Zweifel an strukturellem Nulldefizit
Finanzminister Hans Jörg Schelling (ÖVP) hat für 2016 bis 2019 ein strukturelles Nulldefizit angekündigt. Nicht zuletzt aufgrund der Steuerreform äußerte Fiskalratspräsident Bernhard Felderer Anfang Juli Zweifel an diesem Ziel.
Dieser Artikel ist älter als ein Jahr.
Mit 0,5 Prozent erreichte Österreich 2014 das um Konjunkturschwankungen und Einmaleffekte bereinigte Nulldefizit, das die EU mit maximal 0,54 Prozent der Wirtschaftsleistung definiert. Für heuer werde sich das „sehr wahrscheinlich“ auch ausgehen, meinte Felderer bei der Vorstellung des Berichts über die öffentlichen Finanzen 2014.
Aber für nächstes Jahr „scheiden sich die Geister“. Aufgrund seiner Zweifel an der Gegenfinanzierung der Steuerreform rechnet Felderer mit einem strukturellen Defizit von 1,0 Prozent, möglich sind seiner Auffassung nach aber auch 1,6 Prozent.
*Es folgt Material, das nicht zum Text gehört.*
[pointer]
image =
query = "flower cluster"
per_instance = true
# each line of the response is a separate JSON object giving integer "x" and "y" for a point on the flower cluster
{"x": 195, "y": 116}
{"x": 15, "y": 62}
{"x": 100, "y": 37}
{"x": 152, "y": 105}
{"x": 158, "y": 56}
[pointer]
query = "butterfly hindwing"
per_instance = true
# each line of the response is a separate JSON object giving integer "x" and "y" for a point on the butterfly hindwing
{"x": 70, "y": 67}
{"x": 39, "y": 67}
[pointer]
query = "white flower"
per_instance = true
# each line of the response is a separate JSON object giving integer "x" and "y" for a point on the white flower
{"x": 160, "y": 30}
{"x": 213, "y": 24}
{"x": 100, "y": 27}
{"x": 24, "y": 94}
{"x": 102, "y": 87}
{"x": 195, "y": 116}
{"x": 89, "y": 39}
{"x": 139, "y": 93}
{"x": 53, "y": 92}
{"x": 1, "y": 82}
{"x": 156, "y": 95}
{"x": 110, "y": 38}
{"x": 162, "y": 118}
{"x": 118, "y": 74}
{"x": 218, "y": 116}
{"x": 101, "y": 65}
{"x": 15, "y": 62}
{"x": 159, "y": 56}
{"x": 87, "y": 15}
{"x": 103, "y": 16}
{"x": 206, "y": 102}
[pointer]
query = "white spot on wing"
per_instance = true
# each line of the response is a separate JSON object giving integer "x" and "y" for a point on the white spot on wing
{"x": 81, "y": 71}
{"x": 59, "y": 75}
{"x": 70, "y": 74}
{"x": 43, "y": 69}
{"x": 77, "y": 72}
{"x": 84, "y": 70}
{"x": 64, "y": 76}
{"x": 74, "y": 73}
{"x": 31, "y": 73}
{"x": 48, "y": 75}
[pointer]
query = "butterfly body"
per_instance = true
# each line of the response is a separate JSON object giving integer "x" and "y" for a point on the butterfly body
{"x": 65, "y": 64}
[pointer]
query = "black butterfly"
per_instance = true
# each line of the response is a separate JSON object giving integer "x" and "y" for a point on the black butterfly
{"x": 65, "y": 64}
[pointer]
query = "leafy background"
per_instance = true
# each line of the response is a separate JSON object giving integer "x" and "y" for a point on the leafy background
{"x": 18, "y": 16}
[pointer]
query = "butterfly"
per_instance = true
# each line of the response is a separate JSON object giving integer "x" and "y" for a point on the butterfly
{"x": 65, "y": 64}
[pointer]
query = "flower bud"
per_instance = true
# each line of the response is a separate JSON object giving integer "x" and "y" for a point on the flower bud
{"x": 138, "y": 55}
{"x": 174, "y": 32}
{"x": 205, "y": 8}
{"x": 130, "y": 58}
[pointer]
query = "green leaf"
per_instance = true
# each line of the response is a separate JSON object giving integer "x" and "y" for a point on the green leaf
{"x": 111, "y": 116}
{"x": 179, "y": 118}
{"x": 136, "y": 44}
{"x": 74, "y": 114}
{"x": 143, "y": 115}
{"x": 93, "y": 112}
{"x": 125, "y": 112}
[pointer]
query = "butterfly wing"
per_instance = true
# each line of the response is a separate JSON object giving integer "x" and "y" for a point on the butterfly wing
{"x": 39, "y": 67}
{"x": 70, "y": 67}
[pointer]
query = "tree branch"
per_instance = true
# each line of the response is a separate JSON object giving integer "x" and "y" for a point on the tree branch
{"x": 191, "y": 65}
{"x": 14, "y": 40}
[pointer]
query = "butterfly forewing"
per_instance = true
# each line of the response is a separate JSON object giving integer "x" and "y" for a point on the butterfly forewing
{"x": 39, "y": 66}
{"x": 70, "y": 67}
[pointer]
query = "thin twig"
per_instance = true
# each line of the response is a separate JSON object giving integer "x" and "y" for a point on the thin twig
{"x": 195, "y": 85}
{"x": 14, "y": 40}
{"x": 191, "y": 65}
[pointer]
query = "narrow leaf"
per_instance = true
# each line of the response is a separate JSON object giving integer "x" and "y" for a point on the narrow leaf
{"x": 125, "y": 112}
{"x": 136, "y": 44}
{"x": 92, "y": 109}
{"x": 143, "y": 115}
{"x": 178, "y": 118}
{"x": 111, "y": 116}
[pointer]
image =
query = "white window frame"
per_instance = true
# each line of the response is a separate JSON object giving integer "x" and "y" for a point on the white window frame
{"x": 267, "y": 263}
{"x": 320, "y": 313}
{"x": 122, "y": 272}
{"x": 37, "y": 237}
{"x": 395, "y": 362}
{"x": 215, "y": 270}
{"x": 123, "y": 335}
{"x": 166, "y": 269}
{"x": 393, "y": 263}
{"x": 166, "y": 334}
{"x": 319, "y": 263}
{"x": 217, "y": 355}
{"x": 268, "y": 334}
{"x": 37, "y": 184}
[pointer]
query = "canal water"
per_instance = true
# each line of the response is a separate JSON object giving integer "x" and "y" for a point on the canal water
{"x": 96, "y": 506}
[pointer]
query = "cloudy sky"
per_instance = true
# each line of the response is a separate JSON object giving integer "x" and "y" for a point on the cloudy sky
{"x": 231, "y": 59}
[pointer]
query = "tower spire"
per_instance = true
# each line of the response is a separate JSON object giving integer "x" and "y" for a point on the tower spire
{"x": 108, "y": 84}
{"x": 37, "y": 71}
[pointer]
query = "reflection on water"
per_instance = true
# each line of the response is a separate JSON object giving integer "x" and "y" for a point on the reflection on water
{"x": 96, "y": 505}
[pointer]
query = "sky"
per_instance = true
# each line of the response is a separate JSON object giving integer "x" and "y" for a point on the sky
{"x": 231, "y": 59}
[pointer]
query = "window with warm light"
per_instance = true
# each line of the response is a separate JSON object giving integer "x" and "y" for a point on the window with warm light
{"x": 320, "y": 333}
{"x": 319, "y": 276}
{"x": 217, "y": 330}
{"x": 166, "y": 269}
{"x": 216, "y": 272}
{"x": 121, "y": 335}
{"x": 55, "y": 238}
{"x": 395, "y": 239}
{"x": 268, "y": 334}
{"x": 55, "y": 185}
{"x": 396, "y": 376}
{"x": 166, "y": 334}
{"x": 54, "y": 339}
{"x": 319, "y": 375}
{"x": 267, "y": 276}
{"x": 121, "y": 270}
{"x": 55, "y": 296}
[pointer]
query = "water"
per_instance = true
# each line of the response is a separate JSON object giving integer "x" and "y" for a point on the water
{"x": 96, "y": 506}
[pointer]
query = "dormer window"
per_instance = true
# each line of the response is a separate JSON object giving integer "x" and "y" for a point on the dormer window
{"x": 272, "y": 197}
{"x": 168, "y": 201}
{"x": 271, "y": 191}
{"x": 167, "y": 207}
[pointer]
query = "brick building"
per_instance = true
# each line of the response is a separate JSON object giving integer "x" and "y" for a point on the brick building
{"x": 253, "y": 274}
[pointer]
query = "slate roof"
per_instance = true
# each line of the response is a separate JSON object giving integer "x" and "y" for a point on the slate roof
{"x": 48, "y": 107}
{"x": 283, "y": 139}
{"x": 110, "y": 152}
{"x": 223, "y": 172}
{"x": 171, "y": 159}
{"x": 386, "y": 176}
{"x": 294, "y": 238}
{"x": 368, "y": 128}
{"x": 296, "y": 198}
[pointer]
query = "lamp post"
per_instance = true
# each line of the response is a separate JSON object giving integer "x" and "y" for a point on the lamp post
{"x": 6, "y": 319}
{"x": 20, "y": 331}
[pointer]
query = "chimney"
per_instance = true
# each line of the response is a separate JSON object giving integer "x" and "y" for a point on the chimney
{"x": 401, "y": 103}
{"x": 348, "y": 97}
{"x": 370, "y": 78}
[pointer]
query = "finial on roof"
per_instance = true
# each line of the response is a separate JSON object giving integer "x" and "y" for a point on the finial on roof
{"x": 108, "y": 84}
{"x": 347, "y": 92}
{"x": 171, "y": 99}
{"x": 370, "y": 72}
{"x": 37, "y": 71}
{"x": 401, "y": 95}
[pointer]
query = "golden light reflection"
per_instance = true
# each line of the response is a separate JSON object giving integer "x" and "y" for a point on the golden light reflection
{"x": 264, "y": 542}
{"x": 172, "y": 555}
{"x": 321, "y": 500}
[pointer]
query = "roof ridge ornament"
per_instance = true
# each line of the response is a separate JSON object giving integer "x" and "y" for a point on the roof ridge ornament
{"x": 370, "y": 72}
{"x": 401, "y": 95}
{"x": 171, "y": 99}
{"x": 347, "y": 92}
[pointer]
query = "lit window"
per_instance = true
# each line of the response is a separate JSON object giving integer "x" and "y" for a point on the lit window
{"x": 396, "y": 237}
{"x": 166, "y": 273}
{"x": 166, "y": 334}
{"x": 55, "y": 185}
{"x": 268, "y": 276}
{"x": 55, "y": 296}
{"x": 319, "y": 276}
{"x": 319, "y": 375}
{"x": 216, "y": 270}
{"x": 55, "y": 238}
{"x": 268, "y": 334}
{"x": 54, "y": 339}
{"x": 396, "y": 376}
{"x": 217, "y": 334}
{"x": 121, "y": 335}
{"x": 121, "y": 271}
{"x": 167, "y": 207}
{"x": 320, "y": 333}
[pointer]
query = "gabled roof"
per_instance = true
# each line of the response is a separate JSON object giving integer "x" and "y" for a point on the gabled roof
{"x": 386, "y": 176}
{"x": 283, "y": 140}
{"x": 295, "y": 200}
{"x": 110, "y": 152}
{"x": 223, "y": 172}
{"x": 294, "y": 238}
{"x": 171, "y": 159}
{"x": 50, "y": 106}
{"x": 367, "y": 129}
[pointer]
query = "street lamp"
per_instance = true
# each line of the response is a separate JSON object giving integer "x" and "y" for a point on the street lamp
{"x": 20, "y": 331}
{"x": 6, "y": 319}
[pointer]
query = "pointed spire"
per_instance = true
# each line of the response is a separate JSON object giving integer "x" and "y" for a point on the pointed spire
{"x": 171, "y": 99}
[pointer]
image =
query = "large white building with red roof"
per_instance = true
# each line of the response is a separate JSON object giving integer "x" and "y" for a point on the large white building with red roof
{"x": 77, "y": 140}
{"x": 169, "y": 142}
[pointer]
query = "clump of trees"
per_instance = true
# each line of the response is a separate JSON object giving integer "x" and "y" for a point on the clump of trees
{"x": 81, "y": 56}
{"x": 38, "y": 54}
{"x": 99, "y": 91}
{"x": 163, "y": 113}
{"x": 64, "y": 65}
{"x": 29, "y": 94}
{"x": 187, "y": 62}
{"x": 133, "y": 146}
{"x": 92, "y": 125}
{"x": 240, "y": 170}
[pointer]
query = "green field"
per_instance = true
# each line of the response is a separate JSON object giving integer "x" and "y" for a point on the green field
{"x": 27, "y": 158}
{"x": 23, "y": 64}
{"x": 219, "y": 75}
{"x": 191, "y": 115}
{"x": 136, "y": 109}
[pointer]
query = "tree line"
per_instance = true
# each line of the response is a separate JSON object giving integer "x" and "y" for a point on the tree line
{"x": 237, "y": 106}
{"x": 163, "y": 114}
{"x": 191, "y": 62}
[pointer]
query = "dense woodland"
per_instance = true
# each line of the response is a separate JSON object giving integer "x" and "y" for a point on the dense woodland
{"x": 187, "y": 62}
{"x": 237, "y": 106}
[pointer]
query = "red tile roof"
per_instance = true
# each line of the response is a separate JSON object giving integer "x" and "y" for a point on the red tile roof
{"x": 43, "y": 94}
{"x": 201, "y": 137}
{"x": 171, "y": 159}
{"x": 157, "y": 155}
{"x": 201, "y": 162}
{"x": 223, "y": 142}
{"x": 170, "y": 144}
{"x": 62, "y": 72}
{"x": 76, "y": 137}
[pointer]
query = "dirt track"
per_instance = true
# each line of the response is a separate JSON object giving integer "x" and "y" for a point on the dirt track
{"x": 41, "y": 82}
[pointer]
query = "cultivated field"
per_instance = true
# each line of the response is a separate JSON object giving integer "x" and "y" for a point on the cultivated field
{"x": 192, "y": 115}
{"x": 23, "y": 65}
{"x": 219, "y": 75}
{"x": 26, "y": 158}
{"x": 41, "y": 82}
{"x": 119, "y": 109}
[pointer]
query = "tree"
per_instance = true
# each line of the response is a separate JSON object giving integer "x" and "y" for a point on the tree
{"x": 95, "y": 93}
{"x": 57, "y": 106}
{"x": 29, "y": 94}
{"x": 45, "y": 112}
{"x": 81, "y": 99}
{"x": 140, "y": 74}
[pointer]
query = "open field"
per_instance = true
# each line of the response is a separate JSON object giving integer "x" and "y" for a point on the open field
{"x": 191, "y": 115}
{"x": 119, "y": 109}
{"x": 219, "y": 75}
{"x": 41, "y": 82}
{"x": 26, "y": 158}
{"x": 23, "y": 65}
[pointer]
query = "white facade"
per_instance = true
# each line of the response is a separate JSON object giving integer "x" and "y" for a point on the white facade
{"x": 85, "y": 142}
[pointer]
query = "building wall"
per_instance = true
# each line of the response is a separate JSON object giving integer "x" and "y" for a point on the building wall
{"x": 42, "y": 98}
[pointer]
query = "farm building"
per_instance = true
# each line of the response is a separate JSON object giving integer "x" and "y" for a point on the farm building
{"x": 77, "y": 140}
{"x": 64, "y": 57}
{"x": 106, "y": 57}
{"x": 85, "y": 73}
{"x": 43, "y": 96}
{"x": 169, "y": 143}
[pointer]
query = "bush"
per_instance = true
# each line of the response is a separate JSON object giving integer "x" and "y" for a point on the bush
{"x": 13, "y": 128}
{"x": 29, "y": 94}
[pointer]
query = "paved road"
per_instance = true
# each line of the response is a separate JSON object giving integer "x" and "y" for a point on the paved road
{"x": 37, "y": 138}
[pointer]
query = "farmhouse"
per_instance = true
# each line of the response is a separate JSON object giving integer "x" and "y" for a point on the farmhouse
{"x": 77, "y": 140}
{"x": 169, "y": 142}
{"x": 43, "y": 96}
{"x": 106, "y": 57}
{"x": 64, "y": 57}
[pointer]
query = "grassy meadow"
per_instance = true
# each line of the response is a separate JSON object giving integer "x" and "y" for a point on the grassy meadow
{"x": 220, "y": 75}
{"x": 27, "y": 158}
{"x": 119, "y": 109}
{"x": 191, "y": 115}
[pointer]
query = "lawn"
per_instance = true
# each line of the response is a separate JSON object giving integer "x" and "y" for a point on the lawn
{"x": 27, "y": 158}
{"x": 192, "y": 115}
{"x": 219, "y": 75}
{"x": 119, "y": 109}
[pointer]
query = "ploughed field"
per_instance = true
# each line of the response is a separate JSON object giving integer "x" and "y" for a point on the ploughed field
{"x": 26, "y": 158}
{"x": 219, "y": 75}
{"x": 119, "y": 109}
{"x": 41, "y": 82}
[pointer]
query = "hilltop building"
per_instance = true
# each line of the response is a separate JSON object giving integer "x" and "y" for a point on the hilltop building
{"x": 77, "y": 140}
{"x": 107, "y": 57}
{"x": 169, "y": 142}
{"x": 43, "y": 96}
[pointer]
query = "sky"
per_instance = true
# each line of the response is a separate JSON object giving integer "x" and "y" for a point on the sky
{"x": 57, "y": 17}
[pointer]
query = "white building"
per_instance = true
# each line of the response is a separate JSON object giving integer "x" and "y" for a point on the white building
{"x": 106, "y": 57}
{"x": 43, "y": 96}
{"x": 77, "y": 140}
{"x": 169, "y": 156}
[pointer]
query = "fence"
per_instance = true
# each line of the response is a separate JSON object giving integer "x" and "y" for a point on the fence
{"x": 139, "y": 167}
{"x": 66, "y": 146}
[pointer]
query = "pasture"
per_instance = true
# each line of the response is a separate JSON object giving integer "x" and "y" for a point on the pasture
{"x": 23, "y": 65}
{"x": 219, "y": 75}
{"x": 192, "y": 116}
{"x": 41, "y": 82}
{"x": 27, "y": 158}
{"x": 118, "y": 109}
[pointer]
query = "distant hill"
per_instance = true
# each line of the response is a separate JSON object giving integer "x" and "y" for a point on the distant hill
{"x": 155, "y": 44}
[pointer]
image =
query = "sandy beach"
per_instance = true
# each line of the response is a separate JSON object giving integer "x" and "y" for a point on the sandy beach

Aufgabenverteilung vor Finanzen
Bezüglich der angelaufenen Verhandlungen über den Finanzausgleich wünscht sich Felderer, dass man zuerst klärt, wo die einzelnen Aufgaben am besten erledigt werden können. Erst danach sollte man über die Finanzen dazu reden. Nicht einstimmig empfiehlt der Fiskalrat auch, dass die Politik die Eignung einzelner Steuern im Hinblick auf ihre ökonomische Effizienzsteigerung prüfen sollte. Strukturelle Reformen fordert der Rat weiterhin in alterungsbedingten Aufgabenbereichen, etwa bei Pensionen, Pflege, Gesundheit.
Schuldenreduktion entscheidend
Als wichtigste Empfehlung des Fiskalrates an die Regierung nannte Felderer eine Reduzierung der Schulden. Das sei von zentraler Bedeutung, um die Handlungsfähigkeit des Staates auch in Zukunft zu garantieren. Österreich liegt mit Gesamtschulden von 278,1 Mrd. Euro oder 84,5 Prozent des BIP deutlich über den geforderten 60 Prozent.
27,8 Mrd. Euro oder rund zehn Prozent des Schuldenstandes haben die Bankenhilfen verursacht. Davon gehen wiederum alleine 18 Milliarden auf das Konto der Hypo. Dieser Betrag wird sich nach Ansicht des Fiskalrates noch um die 1,23 Mrd. Euro vergrößern, die Österreich aufgrund des mit Bayern geschlossenen Vergleichs überweisen wird. Felderer betonte aber, dass sich dieser Betrag auch noch deutlich verringern könnte, je nachdem, wie gut die verbliebenen Vermögenswerte der früheren Hypo noch verkauft werden können. Insgesamt rechnet er aber mit einem Gesamtschaden durch die Hypo von gut zehn Mrd. Euro.
„Weltmeister“ bei Haftungen
Als ein Problem machte Felderer auch aus, dass Österreich für 35 Prozent seiner Wirtschaftsleistung Haftungen eingegangen ist. Das ist der höchste Wert unter den Euro-Ländern oder, wie Felderer meinte: „Wir sind Weltmeister in einer nicht sehr ehrenhaften Disziplin.“
Der Fiskalrat unterstützt in diesem Zusammenhang auch die Bemühungen des Finanzministeriums, einheitliche Haftungsobergrenzen für die Bundesländer festzulegen. Außerdem fordert der mit Überwachung der EU-Budgetregeln betraute Rat Verfahrensregeln für den Fall einer drohenden Zahlungsunfähigkeit, wie es sie etwa in Deutschland gibt. „Kärnten kann auch anderswo passieren“, meinte Felderer.
In Zusammenhang mit der vom Finanzministerium angestrebten Übernahme des neuen Haushaltsrechts auch durch Länder und Gemeinden warnte Felderer davor, die Gemeinden mit Regeln zu überfordern. Auf regionaler Ebene wären nach Ansicht des Fiskalrates einfachere Vorgaben denkbar.